In her work, she says, “I like that I can wear what I want, and I’m judged based on what I produce, not how I’m dressed that day. Or, that my opinion is respected based on the things I’ve produced, and that is so in contrast to things that I experienced in high school, where it was very rigid.”

Champion is passionate about teaching computer science to young people, saying, “It is amazing how this skill set can help kids find a path, especially because there are so many different things you can do with it.”

And the need for the computer scientists in the U.S. is huge, with nearly 586,700 open computing jobs nationwide now. By 2020, there will be 1.4 million computer science-related jobs. U.S. college graduates are expected to fill less than a third of those jobs. And currently, less than 25 percent of high schools offer computer science education.

“I don’t want any kids who could benefit from this opportunity to literally not know about it,” says Champion.

Diana Carolina Torres Viasus
Diana Carolina Torres Viasus

The opportunities created by a computer science education are global as well.

In Bogotá, Colombia, Diana Carolina Torres Viasus, an infrastructure engineer who is also a member of the Microsoft Most Valuable Professional community, and previously a Student Partner and a YouthSpark Advocate, teaches Hour of Code so that young people can start to learn “the universal language of logic.”

Coding, she says, helps “strengthen logical thinking and critical reasoning,” and develops “each student’s abilities, which will help them make better daily decisions.”

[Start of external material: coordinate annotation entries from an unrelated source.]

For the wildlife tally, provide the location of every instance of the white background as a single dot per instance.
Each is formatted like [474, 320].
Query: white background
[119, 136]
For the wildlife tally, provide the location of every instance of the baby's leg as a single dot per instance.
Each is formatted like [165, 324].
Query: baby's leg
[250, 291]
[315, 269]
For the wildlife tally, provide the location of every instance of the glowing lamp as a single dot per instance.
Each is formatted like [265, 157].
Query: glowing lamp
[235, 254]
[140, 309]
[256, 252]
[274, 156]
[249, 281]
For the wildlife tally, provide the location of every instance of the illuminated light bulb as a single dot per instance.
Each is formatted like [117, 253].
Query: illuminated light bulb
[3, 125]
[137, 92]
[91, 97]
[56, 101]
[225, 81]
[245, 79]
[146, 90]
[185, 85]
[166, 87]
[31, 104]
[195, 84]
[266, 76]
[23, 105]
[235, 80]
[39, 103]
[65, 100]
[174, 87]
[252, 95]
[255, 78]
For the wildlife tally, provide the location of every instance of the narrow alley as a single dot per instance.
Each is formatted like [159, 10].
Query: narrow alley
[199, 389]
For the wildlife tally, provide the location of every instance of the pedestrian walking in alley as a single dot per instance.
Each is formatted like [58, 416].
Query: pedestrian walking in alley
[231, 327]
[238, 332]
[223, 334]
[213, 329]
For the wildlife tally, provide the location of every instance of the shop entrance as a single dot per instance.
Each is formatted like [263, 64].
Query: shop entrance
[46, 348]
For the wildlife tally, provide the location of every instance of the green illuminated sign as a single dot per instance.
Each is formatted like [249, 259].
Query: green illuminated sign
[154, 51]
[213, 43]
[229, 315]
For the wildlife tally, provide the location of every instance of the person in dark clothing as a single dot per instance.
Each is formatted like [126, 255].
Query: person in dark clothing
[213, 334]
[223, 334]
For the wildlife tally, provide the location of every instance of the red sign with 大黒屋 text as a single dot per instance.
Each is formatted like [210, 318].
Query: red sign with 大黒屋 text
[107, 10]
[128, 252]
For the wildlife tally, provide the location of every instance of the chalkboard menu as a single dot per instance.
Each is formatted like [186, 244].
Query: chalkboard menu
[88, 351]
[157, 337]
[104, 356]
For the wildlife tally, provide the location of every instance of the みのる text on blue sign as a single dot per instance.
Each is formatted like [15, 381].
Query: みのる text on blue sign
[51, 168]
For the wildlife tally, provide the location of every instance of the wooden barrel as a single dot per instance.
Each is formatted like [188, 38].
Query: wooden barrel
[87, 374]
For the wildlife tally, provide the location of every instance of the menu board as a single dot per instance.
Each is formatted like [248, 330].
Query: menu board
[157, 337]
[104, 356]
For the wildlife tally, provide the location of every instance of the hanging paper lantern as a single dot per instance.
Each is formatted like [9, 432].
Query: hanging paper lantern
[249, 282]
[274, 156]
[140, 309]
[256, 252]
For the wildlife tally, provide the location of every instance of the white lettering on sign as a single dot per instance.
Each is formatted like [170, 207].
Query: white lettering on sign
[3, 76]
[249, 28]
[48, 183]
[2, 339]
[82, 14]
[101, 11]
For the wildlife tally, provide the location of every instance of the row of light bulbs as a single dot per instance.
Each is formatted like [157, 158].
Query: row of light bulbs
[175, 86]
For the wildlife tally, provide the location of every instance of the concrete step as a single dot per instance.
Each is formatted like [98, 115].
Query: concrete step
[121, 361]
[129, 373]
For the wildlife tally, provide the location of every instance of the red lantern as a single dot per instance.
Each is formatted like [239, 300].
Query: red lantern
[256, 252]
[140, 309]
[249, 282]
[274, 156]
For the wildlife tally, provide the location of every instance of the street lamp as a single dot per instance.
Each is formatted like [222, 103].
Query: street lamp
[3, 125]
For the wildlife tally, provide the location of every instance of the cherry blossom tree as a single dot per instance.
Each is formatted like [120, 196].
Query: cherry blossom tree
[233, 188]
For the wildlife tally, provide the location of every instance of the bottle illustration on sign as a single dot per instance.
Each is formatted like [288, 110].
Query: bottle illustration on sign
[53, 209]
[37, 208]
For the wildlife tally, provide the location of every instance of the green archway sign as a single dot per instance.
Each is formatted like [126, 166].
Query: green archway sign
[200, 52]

Torres Viasus learned coding when she was 15. The fun of it, she says, is being “able to create from scratch what is in your imagination.”

Mateusz Hoffman, Microsoft Student Partner, and a software developer in Cracow, Poland, will be helping to lead Hour of Code this week in his country. He is also a technical speaker who is “passionate” about IT evangelism, he says.

Coding “is really important because nowadays algorithmic thinking is the most important skill” to have in life because it can be applied to education, a career or just day-to-day life, Hoffman says.

He would choose to be nowhere else this week but helping young people learn during the Hour of Code.

“Kids are the future of the world,” he says.


Lead image: Hundreds of children from the Seattle area, including from the Boys & Girls Club of King County, came to Microsoft last summer to break the Guinness World Record for the “Most People Trained in Computer Programming in 8 Hours.”